O deputado eleito por um partido que não superar a cláusula poderá ir para outro sem perder o mandato. Mas ele será mais atraente para o nanico - que, se ficar sem representação no Congresso, só terá direito à parcela do fundo eleitoral dividida igualmente - do que para o grande, que não herdará o tempo de TV e votos. Por isso, em troca de mais espaço ou dinheiro para sua campanha, ele pode optar por permanecer.
Deputados citam que as duas restrições a que estão sujeitos os nanicos, o fundo partidário e o tempo de TV, já não chegam aos parlamentares do "baixo clero". Em partidos grandes, como PT, PMDB e PSDB, o dinheiro já fica concentrado nas cúpulas e os deputados não aparecem nas propagandas partidárias.
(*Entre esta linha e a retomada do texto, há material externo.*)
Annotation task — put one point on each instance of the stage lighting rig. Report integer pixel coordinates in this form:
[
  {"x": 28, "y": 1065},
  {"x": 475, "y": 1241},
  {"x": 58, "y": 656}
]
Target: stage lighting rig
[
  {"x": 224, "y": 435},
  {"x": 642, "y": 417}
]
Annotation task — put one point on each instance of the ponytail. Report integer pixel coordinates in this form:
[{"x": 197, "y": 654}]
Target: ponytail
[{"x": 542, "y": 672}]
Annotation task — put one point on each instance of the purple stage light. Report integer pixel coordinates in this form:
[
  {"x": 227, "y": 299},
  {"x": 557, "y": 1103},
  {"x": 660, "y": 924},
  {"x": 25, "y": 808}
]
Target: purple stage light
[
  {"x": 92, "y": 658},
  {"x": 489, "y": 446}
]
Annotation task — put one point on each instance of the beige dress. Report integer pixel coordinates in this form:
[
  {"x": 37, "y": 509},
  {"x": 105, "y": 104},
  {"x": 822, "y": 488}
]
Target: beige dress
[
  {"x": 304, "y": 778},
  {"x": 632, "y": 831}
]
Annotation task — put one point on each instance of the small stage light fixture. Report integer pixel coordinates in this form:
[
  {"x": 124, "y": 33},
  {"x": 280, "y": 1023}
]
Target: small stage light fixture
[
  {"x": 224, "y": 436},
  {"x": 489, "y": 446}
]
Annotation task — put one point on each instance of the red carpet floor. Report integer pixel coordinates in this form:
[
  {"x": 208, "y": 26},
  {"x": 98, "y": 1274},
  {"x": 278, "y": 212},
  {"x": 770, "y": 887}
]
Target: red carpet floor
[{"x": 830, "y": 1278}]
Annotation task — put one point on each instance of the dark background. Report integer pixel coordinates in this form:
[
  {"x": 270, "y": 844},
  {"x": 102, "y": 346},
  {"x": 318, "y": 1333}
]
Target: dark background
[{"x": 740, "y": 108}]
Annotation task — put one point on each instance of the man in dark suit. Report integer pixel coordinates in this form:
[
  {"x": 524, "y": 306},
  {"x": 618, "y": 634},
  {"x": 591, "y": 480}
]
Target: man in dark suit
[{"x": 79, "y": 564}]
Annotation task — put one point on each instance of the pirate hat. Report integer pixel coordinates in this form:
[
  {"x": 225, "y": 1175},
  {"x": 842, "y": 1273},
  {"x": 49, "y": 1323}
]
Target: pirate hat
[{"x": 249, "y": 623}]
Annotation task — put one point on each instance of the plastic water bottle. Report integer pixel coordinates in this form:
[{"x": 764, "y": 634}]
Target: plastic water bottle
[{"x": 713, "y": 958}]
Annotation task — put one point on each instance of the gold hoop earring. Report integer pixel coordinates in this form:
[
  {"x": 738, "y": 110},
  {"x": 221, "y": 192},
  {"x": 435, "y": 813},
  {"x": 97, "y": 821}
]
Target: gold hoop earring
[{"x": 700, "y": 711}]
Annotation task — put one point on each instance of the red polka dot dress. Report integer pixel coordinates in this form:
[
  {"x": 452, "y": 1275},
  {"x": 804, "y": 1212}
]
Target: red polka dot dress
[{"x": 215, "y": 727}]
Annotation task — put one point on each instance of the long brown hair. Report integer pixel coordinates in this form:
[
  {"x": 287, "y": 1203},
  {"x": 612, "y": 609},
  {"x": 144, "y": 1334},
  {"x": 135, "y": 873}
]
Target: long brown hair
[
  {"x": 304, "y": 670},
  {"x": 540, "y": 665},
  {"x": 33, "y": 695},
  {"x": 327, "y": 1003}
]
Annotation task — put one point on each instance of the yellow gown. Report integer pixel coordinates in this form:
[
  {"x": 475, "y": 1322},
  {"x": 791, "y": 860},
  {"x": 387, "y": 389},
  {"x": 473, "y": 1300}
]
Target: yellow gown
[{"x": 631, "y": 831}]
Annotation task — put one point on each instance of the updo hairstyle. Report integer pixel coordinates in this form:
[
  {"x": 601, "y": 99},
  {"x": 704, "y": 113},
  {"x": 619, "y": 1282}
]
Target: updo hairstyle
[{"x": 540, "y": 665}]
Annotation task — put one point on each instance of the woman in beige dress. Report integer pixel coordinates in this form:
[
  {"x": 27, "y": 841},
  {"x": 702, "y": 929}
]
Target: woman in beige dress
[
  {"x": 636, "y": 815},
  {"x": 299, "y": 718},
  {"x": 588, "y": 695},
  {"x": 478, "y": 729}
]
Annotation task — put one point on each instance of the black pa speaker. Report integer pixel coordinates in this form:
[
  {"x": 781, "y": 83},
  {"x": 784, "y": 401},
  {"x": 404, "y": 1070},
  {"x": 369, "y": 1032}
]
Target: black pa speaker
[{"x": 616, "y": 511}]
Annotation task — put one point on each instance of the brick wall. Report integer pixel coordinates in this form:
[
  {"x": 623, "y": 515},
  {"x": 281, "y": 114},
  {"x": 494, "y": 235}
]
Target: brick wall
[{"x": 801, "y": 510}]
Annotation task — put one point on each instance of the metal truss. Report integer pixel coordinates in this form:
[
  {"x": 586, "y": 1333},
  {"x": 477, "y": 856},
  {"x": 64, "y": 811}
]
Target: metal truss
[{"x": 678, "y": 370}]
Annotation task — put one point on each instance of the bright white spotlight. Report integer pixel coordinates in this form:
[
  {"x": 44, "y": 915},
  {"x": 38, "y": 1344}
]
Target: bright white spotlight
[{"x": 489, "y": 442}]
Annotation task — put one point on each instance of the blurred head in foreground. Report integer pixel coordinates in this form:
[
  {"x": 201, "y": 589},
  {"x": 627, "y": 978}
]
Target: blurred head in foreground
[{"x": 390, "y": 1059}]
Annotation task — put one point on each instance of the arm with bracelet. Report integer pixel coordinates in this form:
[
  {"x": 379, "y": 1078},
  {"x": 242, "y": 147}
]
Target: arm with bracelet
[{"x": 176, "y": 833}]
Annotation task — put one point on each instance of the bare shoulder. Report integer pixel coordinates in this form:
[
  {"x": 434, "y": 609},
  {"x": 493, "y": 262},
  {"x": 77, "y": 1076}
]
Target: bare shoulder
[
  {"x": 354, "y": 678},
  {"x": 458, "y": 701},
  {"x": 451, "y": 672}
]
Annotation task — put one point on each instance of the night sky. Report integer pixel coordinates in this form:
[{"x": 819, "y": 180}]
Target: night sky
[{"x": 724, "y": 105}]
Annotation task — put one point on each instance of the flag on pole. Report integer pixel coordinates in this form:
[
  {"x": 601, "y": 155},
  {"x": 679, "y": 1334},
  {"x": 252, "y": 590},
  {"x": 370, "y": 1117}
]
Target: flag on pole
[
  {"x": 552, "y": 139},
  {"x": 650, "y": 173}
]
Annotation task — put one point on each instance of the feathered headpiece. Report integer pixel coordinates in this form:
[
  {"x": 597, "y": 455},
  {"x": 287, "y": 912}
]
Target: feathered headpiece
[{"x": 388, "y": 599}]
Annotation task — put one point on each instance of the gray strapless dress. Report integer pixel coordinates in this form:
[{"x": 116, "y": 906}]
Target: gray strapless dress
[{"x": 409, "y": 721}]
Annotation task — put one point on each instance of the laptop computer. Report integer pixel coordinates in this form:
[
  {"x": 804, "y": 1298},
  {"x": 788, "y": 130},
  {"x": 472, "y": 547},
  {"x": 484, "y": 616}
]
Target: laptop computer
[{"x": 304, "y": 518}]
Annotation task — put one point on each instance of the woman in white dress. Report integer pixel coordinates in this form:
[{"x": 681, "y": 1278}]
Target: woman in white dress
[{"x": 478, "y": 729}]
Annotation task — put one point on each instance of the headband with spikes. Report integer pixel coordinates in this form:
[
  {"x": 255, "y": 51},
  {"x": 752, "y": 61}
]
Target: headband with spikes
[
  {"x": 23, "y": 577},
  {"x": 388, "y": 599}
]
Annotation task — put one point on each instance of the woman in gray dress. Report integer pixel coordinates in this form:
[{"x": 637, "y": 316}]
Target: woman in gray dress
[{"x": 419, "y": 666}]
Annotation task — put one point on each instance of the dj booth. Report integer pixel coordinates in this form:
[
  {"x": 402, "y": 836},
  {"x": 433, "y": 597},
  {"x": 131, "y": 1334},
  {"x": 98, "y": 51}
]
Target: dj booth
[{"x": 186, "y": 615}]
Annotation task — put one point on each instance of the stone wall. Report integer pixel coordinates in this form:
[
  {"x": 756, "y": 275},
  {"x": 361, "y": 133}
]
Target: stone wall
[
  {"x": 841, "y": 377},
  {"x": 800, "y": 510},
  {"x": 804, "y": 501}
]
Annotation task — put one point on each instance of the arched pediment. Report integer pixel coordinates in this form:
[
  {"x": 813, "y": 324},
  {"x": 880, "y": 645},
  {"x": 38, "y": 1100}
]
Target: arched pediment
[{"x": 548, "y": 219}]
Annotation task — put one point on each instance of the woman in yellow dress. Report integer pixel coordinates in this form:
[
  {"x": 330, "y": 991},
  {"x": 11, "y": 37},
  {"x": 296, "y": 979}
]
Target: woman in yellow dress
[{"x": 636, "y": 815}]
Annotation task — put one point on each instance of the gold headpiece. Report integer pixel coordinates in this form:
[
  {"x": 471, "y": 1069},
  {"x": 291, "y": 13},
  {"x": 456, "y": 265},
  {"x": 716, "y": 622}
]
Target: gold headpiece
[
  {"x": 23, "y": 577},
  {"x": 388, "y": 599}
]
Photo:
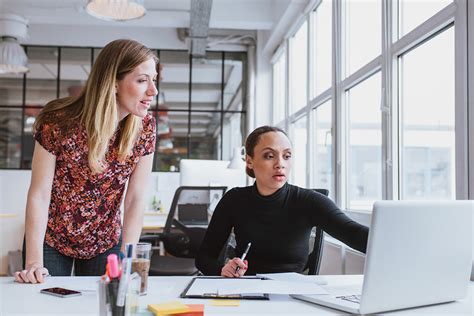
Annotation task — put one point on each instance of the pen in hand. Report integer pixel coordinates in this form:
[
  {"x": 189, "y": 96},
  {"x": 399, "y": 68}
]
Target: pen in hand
[{"x": 243, "y": 256}]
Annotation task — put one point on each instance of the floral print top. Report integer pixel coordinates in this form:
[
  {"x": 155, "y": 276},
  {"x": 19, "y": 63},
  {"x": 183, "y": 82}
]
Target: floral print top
[{"x": 84, "y": 212}]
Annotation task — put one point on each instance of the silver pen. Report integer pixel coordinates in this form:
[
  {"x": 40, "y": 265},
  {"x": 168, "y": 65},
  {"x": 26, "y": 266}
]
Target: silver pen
[{"x": 244, "y": 255}]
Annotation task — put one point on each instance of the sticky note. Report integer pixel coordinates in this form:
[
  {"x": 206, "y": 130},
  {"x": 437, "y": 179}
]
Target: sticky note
[
  {"x": 194, "y": 310},
  {"x": 225, "y": 303},
  {"x": 168, "y": 308}
]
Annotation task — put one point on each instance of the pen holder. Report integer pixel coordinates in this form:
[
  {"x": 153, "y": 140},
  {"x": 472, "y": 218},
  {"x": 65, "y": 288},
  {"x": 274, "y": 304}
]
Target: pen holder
[
  {"x": 104, "y": 306},
  {"x": 133, "y": 292}
]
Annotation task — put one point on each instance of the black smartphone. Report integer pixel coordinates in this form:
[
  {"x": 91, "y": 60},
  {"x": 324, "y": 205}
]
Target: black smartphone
[{"x": 61, "y": 292}]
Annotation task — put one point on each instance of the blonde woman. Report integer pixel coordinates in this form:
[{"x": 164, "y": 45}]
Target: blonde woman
[{"x": 86, "y": 149}]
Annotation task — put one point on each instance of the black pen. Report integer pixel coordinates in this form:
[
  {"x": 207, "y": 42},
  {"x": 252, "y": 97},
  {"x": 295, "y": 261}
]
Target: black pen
[{"x": 243, "y": 256}]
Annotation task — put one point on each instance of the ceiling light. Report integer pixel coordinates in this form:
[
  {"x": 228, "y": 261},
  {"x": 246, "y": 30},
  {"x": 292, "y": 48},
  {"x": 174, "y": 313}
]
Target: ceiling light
[
  {"x": 116, "y": 10},
  {"x": 12, "y": 56}
]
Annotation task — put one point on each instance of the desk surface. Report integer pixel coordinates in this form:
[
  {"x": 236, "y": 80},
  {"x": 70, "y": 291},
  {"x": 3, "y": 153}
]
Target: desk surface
[{"x": 26, "y": 299}]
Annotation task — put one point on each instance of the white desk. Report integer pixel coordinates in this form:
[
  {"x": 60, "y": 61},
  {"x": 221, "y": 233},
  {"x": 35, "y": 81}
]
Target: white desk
[{"x": 26, "y": 299}]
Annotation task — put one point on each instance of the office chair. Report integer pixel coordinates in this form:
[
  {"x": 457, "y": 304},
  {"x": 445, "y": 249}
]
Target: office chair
[
  {"x": 184, "y": 230},
  {"x": 314, "y": 258}
]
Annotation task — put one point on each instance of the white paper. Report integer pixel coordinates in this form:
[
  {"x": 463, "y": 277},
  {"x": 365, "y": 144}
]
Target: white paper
[
  {"x": 294, "y": 277},
  {"x": 252, "y": 286}
]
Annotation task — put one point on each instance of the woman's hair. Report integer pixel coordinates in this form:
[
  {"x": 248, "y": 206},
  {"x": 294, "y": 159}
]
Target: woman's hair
[
  {"x": 96, "y": 107},
  {"x": 253, "y": 139}
]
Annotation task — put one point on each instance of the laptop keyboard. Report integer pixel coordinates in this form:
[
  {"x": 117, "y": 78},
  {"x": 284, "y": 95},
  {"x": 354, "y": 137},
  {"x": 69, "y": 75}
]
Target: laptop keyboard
[{"x": 350, "y": 298}]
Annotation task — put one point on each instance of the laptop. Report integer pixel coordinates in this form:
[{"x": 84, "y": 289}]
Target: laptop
[
  {"x": 418, "y": 253},
  {"x": 193, "y": 214}
]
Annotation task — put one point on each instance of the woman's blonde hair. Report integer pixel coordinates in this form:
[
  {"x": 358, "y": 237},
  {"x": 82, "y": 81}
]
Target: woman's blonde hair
[{"x": 96, "y": 108}]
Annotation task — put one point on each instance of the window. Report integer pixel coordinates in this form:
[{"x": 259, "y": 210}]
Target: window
[
  {"x": 279, "y": 88},
  {"x": 299, "y": 139},
  {"x": 298, "y": 68},
  {"x": 365, "y": 143},
  {"x": 411, "y": 13},
  {"x": 322, "y": 33},
  {"x": 323, "y": 172},
  {"x": 363, "y": 36},
  {"x": 427, "y": 107}
]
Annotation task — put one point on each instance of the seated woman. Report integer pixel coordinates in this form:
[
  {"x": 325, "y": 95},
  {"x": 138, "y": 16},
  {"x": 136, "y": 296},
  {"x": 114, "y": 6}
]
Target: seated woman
[{"x": 276, "y": 217}]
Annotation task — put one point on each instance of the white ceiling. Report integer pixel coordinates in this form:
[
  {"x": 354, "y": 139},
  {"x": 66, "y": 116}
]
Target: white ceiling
[
  {"x": 225, "y": 14},
  {"x": 65, "y": 23}
]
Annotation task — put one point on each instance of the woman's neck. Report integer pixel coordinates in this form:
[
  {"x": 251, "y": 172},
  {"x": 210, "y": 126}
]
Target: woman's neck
[{"x": 265, "y": 191}]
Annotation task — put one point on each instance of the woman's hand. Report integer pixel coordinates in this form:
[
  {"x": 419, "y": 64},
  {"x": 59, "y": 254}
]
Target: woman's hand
[
  {"x": 229, "y": 270},
  {"x": 32, "y": 274}
]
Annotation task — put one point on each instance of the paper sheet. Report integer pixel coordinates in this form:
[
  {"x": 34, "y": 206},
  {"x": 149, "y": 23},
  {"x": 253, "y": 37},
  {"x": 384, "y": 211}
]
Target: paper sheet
[
  {"x": 251, "y": 286},
  {"x": 294, "y": 277}
]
O histórico de movimentação parlamentar desta legislatura também mostra que muitas vezes os deputados têm preferido se filiar a legendas nanicas, em busca de mais espaço em suas bases eleitorais e no Congresso, do que continuar nos partidos grandes. Levantamento do Valor mostra que, desde 2015, 31 deputados federais saíram de partidos pequenos, médios e grandes para um "nanico". Outros 17 migraram de um nanico para outro. E 33 saíram de uma sigla de baixa representação para uma maior.
"Participei de mais comissões e relatei mais projetos importantes no PSL do que no PSDB. Partido grande tem muito ego", afirma o deputado Alfredo Kaefer (PR), líder da sigla (que tem mais uma deputada) na Câmara. "É aquela história: é melhor ser cabeça de camarão do que rabo de baleia", disse. Empresário, ele pretende bancar novamente sua campanha à reeleição e afirmou preferir o controle do partido no Estado ao fundo público.
Uma das flexibilizações da cláusula de desempenho favorece essa estratégia. O Senado aprovou que os partidos sem votos suficientes não teriam direito a estrutura de liderança no Congresso - cargos e possibilidade de discursar em nome do partido, por exemplo - e a apresentarem ações diretas de inconstitucionalidade (ADIs), mas esses dois pontos caíram na Câmara.
Ex-colega de Kaefer no PSDB, o deputado Alexandre Baldy (GO) também migrou para um nanico na época, o antigo PTN, que hoje tem 15 deputados titulares e se chama Podemos. Ele passou a presidir uma comissão na Câmara e a exercer o cargo de líder da legenda. Mas brigou com a presidente do partido, perdeu a função e está de saída para PMDB ou PP. "Quem almeja candidatura majoritária não pode ficar sem propaganda na TV", justifica.
A cláusula deixará sem o tempo de TV quem não superar um percentual mínimo de votos para a Câmara ou número de deputados federais eleitos. Em 2018 será exigido 1,5% dos votos nacionais, com 1% em nove Estados, ou nove deputados em nove Estados. Os critérios aumentam a cada eleição até que, em 2030, serão de 3% dos votos e 14 deputados. Se a regra for replicada para o resultado eleitoral de 2014, dos 35 partidos registrados, 18 superariam a cláusula no próximo ano e 12 em 2030. Hoje são 25 partidos na Câmara.